For advisors on the hunt to incorporate risk tolerance technology into their practice, there are a few critical components they should look for during the vetting process. Below are meaningful must-haves that blow those traditional “risk tolerance quizzes” out of the water. Advisors should ask:
Does it separately evaluate their willingness to accept risk and their ability to take risk? Both are equally important and independent dimensions of how much risk someone should be taking.
Does it incorporate cash-flows? To accurately assess someone’s ability to take risk, you need to know their spending and savings pattern, their assets in and outside their retirement plan, and their other sources of retirement income. Simply judging a simplistic personality test will not provide you their actual ability to take risk now or in the future.
Does it include dynamic inflation? While it’s generally understood that portfolio returns in the future are uncertain and can travel quite a few paths, representing dynamic paths for inflation can be just as important.

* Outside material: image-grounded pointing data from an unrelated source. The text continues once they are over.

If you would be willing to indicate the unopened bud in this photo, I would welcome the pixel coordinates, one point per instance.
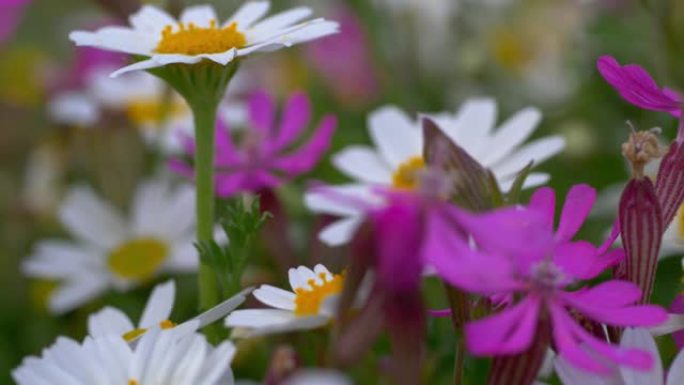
(641, 148)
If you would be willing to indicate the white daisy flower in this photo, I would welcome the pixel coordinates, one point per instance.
(310, 305)
(113, 251)
(157, 313)
(169, 357)
(397, 158)
(198, 35)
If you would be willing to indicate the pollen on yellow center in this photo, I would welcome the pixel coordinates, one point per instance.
(138, 259)
(193, 40)
(143, 112)
(406, 175)
(308, 300)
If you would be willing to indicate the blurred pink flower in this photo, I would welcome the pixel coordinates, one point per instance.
(521, 255)
(636, 86)
(10, 15)
(265, 157)
(344, 60)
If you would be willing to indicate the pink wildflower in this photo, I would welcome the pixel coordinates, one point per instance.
(266, 158)
(10, 14)
(520, 255)
(638, 87)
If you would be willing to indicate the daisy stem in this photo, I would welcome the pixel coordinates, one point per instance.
(205, 121)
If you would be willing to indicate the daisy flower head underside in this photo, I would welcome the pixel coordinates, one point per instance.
(198, 35)
(309, 305)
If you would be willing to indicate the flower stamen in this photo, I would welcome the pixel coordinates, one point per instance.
(193, 40)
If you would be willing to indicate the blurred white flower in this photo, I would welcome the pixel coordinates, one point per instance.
(110, 250)
(169, 357)
(396, 160)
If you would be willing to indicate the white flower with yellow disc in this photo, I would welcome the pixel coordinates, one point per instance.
(198, 35)
(310, 304)
(169, 357)
(397, 162)
(111, 250)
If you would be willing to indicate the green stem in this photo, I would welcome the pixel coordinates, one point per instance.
(205, 121)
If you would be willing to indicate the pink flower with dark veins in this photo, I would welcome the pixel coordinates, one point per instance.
(519, 254)
(268, 154)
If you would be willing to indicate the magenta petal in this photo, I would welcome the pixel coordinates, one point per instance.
(514, 232)
(296, 118)
(677, 307)
(306, 158)
(261, 112)
(577, 259)
(544, 200)
(509, 332)
(577, 206)
(613, 293)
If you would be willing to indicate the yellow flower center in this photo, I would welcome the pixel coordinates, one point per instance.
(193, 40)
(135, 333)
(145, 112)
(138, 259)
(308, 300)
(406, 175)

Does it estimate the reasonableness of the client’s assumptions? The single best barometer of someone’s financial security is the probability that they (or their spouse) will outlive their money. Advisors must be able to incorporate likely evolving asset allocation, dynamic inflation, and dynamic mortality in order to provide a reasonable estimate.
Is the output easy to explain to a client or prospect? Having deep, robust mathematics at the heart of your analysis is important. But, if the output can’t be explained easily or made meaningful, it may not be an effective tool.
With better technology and more robust risk tolerance analytics, advisors can offer efficient and effective investment management plans to clients, both for today and as the client’s future evolves.
Mark Friedenthal is the founder of Tolerisk, the pioneer of the 2-dimensional risk tolerance assessment tool for investment advisors.